El punto para reflexionar es, entonces, porqué un país que fue capaz de producir consensos como los de Puntofijo y pensamiento como el de Teodoro, haya visto colapsar no sólo a un sistema democrático que se creyó modélico en la región; sino también a todo su modelo de desarrollo, al extremo de que en 2018 es menos moderno que en 1990, y no sólo en términos relativos, sino en aspectos tan concretos como el control de ciertas enfermedades o las vías de comunicación. ¿Qué pasó? ¿Dónde estuvo el Talón de Aquiles de todo aquello, la grieta por la que se vino abajo? Hay mucho escrito al respecto, por lo que sabemos que los puntos flacos eran bastantes más que el talón. De hecho, como esperamos demostrar, uno de los más importantes estaba al otro lado del cuerpo, en la cabeza, y no tanto por los conocimientos que albergaba, sino por el modo en el que decidía (o no) usarlos. Es decir, en la moral.

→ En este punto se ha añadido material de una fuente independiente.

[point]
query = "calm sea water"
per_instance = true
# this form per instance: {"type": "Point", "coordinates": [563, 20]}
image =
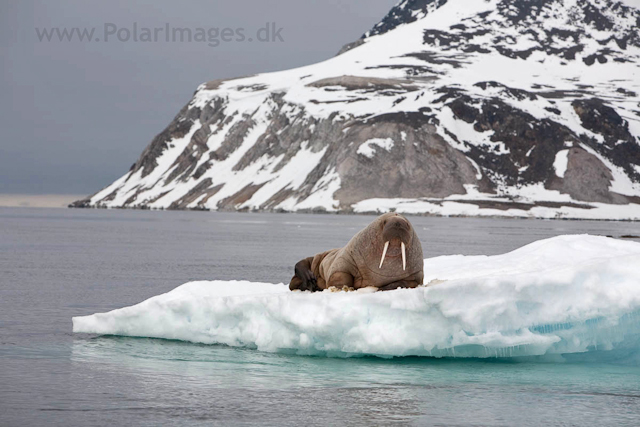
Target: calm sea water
{"type": "Point", "coordinates": [55, 264]}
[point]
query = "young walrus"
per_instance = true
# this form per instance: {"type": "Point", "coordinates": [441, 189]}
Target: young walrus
{"type": "Point", "coordinates": [386, 254]}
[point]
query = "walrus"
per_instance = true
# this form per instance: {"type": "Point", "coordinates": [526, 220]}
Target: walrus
{"type": "Point", "coordinates": [386, 254]}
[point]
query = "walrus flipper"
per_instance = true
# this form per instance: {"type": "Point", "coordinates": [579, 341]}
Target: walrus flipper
{"type": "Point", "coordinates": [400, 284]}
{"type": "Point", "coordinates": [304, 278]}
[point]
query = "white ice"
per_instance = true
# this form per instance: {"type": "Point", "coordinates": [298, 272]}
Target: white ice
{"type": "Point", "coordinates": [566, 294]}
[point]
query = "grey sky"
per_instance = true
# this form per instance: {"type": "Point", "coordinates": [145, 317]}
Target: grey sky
{"type": "Point", "coordinates": [75, 115]}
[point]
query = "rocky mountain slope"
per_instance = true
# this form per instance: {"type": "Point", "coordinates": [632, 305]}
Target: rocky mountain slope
{"type": "Point", "coordinates": [452, 107]}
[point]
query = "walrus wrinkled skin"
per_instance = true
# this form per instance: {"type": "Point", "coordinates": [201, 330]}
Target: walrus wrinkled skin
{"type": "Point", "coordinates": [373, 257]}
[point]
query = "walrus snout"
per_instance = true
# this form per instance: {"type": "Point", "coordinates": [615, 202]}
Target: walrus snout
{"type": "Point", "coordinates": [397, 232]}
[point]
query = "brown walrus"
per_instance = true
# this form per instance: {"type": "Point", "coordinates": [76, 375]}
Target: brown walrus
{"type": "Point", "coordinates": [386, 254]}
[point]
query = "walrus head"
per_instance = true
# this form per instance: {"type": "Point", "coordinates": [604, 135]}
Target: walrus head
{"type": "Point", "coordinates": [396, 235]}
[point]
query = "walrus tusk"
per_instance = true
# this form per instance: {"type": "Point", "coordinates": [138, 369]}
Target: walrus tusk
{"type": "Point", "coordinates": [384, 253]}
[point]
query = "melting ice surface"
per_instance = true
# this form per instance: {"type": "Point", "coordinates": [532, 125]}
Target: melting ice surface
{"type": "Point", "coordinates": [567, 294]}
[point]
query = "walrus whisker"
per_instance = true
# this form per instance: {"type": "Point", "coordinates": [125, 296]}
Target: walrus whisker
{"type": "Point", "coordinates": [384, 253]}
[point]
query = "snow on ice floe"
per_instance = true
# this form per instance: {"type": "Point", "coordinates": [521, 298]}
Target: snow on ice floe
{"type": "Point", "coordinates": [566, 294]}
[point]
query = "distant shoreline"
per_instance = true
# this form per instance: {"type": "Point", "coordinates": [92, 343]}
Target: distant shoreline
{"type": "Point", "coordinates": [38, 200]}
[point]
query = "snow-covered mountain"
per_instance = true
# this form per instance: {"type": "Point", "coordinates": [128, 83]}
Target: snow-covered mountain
{"type": "Point", "coordinates": [453, 107]}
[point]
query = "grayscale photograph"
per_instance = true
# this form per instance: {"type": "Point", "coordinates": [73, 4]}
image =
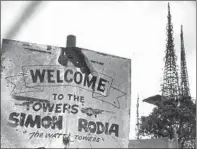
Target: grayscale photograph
{"type": "Point", "coordinates": [98, 74]}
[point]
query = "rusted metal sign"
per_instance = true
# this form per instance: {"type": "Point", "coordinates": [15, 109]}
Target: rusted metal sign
{"type": "Point", "coordinates": [52, 102]}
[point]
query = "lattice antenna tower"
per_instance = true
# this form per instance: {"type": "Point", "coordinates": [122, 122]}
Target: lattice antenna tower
{"type": "Point", "coordinates": [170, 86]}
{"type": "Point", "coordinates": [184, 85]}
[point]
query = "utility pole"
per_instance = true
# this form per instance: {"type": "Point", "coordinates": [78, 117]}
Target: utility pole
{"type": "Point", "coordinates": [137, 112]}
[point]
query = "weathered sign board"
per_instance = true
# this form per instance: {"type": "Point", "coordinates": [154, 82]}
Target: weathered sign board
{"type": "Point", "coordinates": [47, 104]}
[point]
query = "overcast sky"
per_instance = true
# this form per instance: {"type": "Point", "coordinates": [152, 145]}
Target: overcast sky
{"type": "Point", "coordinates": [130, 29]}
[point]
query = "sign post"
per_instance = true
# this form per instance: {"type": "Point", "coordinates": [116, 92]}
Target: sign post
{"type": "Point", "coordinates": [63, 97]}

Hagamos primero un poco de historia. Vale la pena sacar del olvido a la ristra de pactos del que Puntofijo fue tan sólo el más importante: el de Avenimiento Obrero-Patronal (1958), Unidad estudiantil (1958), Programa Mínimo de Gobierno (1958), Declaración de Maracay (1960), la Constitución de 1961, el Modus Vivendi con la Iglesia (1964), Pacto de acción legislativa (1970) y el Pacto Institucional de 1973. Si nos paramos a ver las cosas desde el día de hoy, o incluso desde las duras experiencias de otros países, no deja de ser muy llamativo que durante algo más de una década fuimos capaces como sociedad de llegar a grandes acuerdos para consolidar un régimen de libertades, estabilidad institucional y encima derrotar a la violencia, especialmente, la de las guerrillas comunistas. Son, inicialmente, ejecutorias que merecerían de nuestro orgullo. Si además pensamos que aquella era una sociedad con casi la mitad de la población analfabeta (en los sesentas), en la que muy pocos de los que no lo eran contaban con un título bachillerato y en el que cosas como un postgrado en el exterior era asunto de un puñado, aquel país sorprende todavía más. Era el primero del mundo en erradicar la malaria y uno de los más exitosos conjurando la insurrección guerrillera, que en vez de desembocar en una larga y sangrienta guerra civil, terminó en una rápida victoria de la democracia, que le abrió las puertas a los guerrilleros pacificados. Es verdad, había bastantes petrodólares, pero la experiencia posterior ha demostrado que ellos solos no bastan, que lo importante es cómo y en qué se decide usarlos.

Pero hay más. Era también un país que produjo pensamiento sustantivo. El caso de Teodoro, uno de aquellos guerrilleros pacificados, es emblemático. Después de masticar y digerir su derrota, llegó a un conjunto de conclusiones que son mucho más fáciles de entender en 2018 que en 1968. Justo cuando las juventudes de clase media de Europa y América Latina se rebelaban soñando en el Che Guevara, Teodoro, como escribió recientemente Ibsen Martínez, “miró a Checoslovaquia y no a París”. Lo que reclamaban los muchachos de la Sorbona o de Tlatelolco hubiera sido imposible bajo un gobierno con hombres como el Che Guevara. Teodoro, que venía de una guerrilla que había tenido que ver mucho con ellos, lo sabía, y los T-62 que aplastaron la Primavera de Praga eran la prueba definitiva para sus dudas. No es que en Occidente no hubo represión —he allí Tlatelolco— es que el socialismo no se estaba demostrando superior. Eso lo llevó a escribir Checoslovaquia, el socialismo como problema (1969), un libro muy a contracorriente en medio de la intelectualidad latinoamericana de la época, tendencialmente comunista y muy fascinada por la Revolución Cubana; pero con resonancia suficiente como para que el mismísimo Leonid Brezhnev lo anatematizara en el XXIV Congreso del PCUS. No es poco.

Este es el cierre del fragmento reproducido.